Devil†Story
麗「!!」

突然のことで反応できず、麗弥はそのまま醜鬼の側に引き寄せられた。

額に銃を持っていった醜鬼は笑いながら麗弥に告げた。

醜「いいか、麗弥ァ。今は押さえられてるようだがなァ…いずれ、てめえはこーなるんだ。どう足掻いたって、この“化物”から逃げられねーんだよ。…俺様のようになァ」

麗「! お前…」

麗弥は男を見た。

いつもとは少し違う表情だった。

醜「まッ、精々足掻けば良い。こうなる、その時までなァ。
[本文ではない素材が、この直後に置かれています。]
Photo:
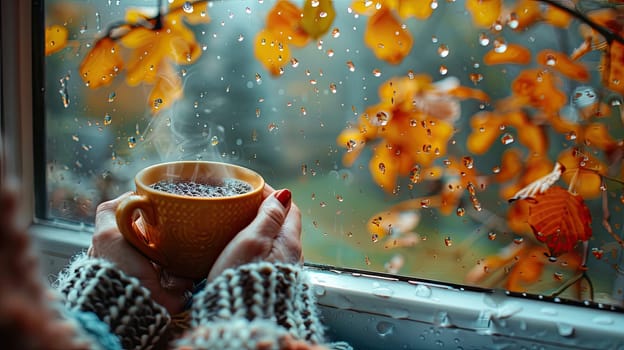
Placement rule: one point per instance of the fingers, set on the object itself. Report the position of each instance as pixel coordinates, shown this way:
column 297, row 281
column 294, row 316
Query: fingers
column 105, row 219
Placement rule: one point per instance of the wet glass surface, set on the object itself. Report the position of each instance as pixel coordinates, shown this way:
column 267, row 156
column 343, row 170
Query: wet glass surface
column 471, row 142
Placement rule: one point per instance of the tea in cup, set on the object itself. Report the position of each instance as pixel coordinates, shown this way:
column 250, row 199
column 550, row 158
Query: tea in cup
column 188, row 211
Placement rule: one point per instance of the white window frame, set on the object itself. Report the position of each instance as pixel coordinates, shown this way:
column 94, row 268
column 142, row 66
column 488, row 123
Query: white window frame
column 371, row 311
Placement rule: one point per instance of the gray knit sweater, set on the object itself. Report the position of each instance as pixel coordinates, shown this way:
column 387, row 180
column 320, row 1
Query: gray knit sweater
column 255, row 306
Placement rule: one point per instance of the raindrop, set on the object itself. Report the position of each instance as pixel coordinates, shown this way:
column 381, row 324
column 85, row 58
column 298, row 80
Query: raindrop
column 507, row 139
column 423, row 291
column 513, row 22
column 484, row 40
column 597, row 253
column 500, row 46
column 443, row 50
column 468, row 162
column 384, row 328
column 476, row 78
column 382, row 168
column 351, row 66
column 187, row 7
column 351, row 145
column 551, row 60
column 571, row 136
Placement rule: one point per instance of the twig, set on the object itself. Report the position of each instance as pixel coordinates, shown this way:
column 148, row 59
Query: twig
column 606, row 33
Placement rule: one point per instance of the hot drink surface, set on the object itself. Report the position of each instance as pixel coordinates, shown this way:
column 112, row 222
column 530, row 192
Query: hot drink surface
column 227, row 187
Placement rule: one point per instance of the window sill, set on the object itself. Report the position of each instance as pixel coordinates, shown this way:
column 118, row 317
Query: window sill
column 378, row 312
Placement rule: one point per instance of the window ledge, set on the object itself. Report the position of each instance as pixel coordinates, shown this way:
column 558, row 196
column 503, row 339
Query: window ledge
column 409, row 314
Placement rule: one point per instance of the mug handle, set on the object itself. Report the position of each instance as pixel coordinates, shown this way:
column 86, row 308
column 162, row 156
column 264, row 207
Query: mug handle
column 125, row 222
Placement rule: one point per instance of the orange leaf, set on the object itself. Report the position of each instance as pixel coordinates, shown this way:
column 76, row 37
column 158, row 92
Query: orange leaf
column 101, row 64
column 387, row 37
column 559, row 219
column 55, row 39
column 563, row 64
column 318, row 16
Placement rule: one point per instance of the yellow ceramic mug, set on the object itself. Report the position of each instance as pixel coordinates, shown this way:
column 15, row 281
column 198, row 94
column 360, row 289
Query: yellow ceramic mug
column 186, row 234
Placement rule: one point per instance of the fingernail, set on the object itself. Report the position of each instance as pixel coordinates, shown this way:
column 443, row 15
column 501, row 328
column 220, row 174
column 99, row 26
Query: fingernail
column 284, row 197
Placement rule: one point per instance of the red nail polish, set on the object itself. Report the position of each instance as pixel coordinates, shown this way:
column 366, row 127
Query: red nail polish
column 284, row 197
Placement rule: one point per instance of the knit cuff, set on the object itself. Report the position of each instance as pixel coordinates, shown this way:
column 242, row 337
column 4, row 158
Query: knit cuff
column 277, row 292
column 96, row 285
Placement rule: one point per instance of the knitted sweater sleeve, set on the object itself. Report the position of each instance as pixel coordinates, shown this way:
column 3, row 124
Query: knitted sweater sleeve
column 256, row 306
column 97, row 286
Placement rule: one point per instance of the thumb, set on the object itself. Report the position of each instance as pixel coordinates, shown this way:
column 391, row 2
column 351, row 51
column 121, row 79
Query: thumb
column 272, row 213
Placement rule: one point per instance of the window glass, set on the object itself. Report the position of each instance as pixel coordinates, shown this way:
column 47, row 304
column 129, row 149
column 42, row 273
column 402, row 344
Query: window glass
column 468, row 142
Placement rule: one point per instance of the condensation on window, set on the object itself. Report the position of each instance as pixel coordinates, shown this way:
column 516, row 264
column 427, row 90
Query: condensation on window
column 469, row 142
俺様は…先に地獄に行って見ててやらァ。…てめえの足掻きとやらをなァ。そして、悪いが、俺様は“化物”だからなァ。狭い檻ん中に居るなんて耐えられねェんだよ。だから、てめえの思い通りにはならねェ。ざまぁみろ」

そう言って銃の引き金にかけてある麗弥の指の上から指を重ねた。

醜「じゃあなァ、麗弥。先に地獄で…罰とやらを受けててやるぜェ?」

グッと指に力が入れられるが、麗弥は金縛りにあったかのように、動けなかった。

そして、男が「バイバーイ、麗弥ァ」と口角を吊り上げて笑ったのと同時に…

――パァン!

銃声が鳴り響いた。

いつもと同じはずのその音が…今日はやけに響いていた……。

頭から血と脳漿が吹き出し、男はドサッと倒れた。

ズルッと麗弥を掴んでいた手が落ちた。

男は死んだ。

いくら、醜鬼となって通常の人間より丈夫になっていても…所詮は人間がベース。

頭を撃ち抜かれたら死ぬ。
悪魔(ロス)と契約したクロムのようにはいかない。

殺して…しまった……。

麗弥は銃を握っていた手を見てから、ガクッと膝を着いた。

澪「レイちゃん……」

膝をついた、麗弥に澪奈が近付こうと足を前に出した。

麗「……来ないで」

ピタッ

麗弥のその言葉に澪奈は止まった。